Александров (Полет 1991: 531) пишет, что в рукописи вместо «Сакердона Михайловича» первоначально были имя и отчество «Николай Макарович», принадлежащие другу Хармса, поэту Олейникову. Поэтому можно полагать, что данный образ приобрел более мистический характер, чем первоначально планировалось Хармсом. Значимость имени Сакердона подчеркивается и тем, что остальные центральные персонажи — старуха, милая дама и сам герой — не носят имени.
Одежда Сакердона Михайловича описывается следующим образом:
- Он был в халате, накинутом на голое тело, в русских сапогах с отрезанными голенищами и в меховой с наушниками шапке, но наушники были подняты и завязаны на макушке бантом. (410)
То, что наушники его шапки подняты, можно рассматривать как символ постоянной духовной бдительности. Иначе говоря, он готов в каждую минуту прислушиваться к Богу. В этом отношении он противопоставляется герою, который не видит чудес, которые ему показывают, или, скорее, не понимает того, что видит. Кроме цитированного места, шапка Сакердона Михайловича упоминается еще дважды — каждый раз с указанием на наушники (413, 416). Тесная связь Сакердона Михайловича с Богом выстраивается во сне героя, в котором Сакердон Михайлович оказывается сделанным из глины, ведь согласно Ветхому Завету (Быт. 2, 7), Бог создал человека из «праха земного»:
- — Вот, — говорю я Сакердону Михайловичу, который сидит почему-то тут же на складном стуле. — Вот видите, — говорю я ему, — какие у меня руки?
А Сакердон Михайлович сидит молча, и я вижу, что это не настоящий Сакердон Михайлович, а глиняный. (404)
Поскольку известно, что Сакердон Михайлович занимается медитацией, глиняную скульптуру можно толковать как статуэтку Будды. Герой, впрочем, видит потом «верхушку Буддийской пагоды» из окна поезда (428)1.
Наконец, на божественность Сакердона Михайловича указывает, помимо всего прочего, его сопоставление со старухой через два почти одинаковых описания их наружности, на которые Нахимовская (Nakhimovsky 1982: 94) обращает внимание:
- Руки [старухи — Ю.Х.] подвернулись под туловище, и их не было видно, а из-под задравшейся юбки торчали костлявые ноги в белых, грязных шерстяных чулках. (405)
Руки Сакердон Михайлович заложил за спину, и их не было видно. А из-под задравшегося халата торчали голые костлявые ноги, обутые в русские сапоги с отрезанными голенищами. (416)
Двойственность Сакердона Михайловича по отношению к этому и тому отражается в его беседах с героем, затрагивающих кроме вопросов о бессмертии и существовании Бога и такие посюсторонние темы, как женщины или влияние хлеба и водки на здоровье человека.
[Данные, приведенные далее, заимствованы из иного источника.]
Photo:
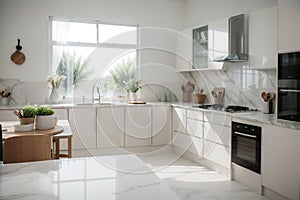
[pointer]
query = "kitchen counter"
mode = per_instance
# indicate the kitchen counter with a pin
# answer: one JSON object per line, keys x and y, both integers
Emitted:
{"x": 252, "y": 116}
{"x": 123, "y": 177}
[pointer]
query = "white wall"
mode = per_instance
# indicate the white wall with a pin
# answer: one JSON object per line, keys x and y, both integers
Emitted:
{"x": 199, "y": 12}
{"x": 288, "y": 25}
{"x": 28, "y": 20}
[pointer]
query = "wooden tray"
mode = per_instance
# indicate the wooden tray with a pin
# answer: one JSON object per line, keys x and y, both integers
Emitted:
{"x": 137, "y": 102}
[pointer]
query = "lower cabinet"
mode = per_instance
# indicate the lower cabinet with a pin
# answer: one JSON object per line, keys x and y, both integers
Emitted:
{"x": 188, "y": 143}
{"x": 161, "y": 125}
{"x": 110, "y": 127}
{"x": 138, "y": 126}
{"x": 281, "y": 160}
{"x": 83, "y": 124}
{"x": 217, "y": 139}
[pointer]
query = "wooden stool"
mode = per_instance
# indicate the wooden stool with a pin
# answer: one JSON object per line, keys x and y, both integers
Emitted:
{"x": 56, "y": 143}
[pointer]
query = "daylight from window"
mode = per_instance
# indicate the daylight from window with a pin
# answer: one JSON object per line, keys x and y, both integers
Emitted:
{"x": 90, "y": 53}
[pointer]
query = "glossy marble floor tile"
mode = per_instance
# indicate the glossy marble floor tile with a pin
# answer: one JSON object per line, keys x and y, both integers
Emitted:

Говоря о божественности Сакердона Михайловича, следует также подчеркнуть, что у него есть и своя демоническая сторона, выражающаяся в речи:
- — Чёрт побери! — сказал Сакердон Михайлович. — Я забыл в кастрюльку налить воды, [...]. (411—412)
— Чёрт с ними, — сказал Сакердон Михайлович, — мы будем есть сардельки сырыми. (412)
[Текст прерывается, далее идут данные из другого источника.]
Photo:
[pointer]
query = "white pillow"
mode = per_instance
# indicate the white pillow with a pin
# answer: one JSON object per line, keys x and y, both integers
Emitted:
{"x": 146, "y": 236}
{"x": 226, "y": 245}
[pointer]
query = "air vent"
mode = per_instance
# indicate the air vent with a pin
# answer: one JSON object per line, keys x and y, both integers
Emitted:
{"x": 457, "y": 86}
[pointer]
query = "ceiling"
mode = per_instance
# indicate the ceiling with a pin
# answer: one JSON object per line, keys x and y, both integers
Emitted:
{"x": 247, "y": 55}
— Чёрт побери! — утрированно вскричал Сакердон Михайлович.
— Приятно видеть перед собой гения. (412)
Подобная амбивалентность характерна и для старухи, о чем речь пойдет ниже.
Примечания
1. Интересны вспоминания А.И. Пантелеева: «Д.И. ездил (и звал меня) в буддийский храм, что до сих пор стоит в Новой деревне, тускло поблескивая золоченой крышей. [---] Д.И водил меня к своему приятелю Калашникову. [---] В комнате же у него горели многоцветные лампады, под статуэткой Будды стояла фисгармония, и Калашников на ней играл.» (Горло 1991: 191.)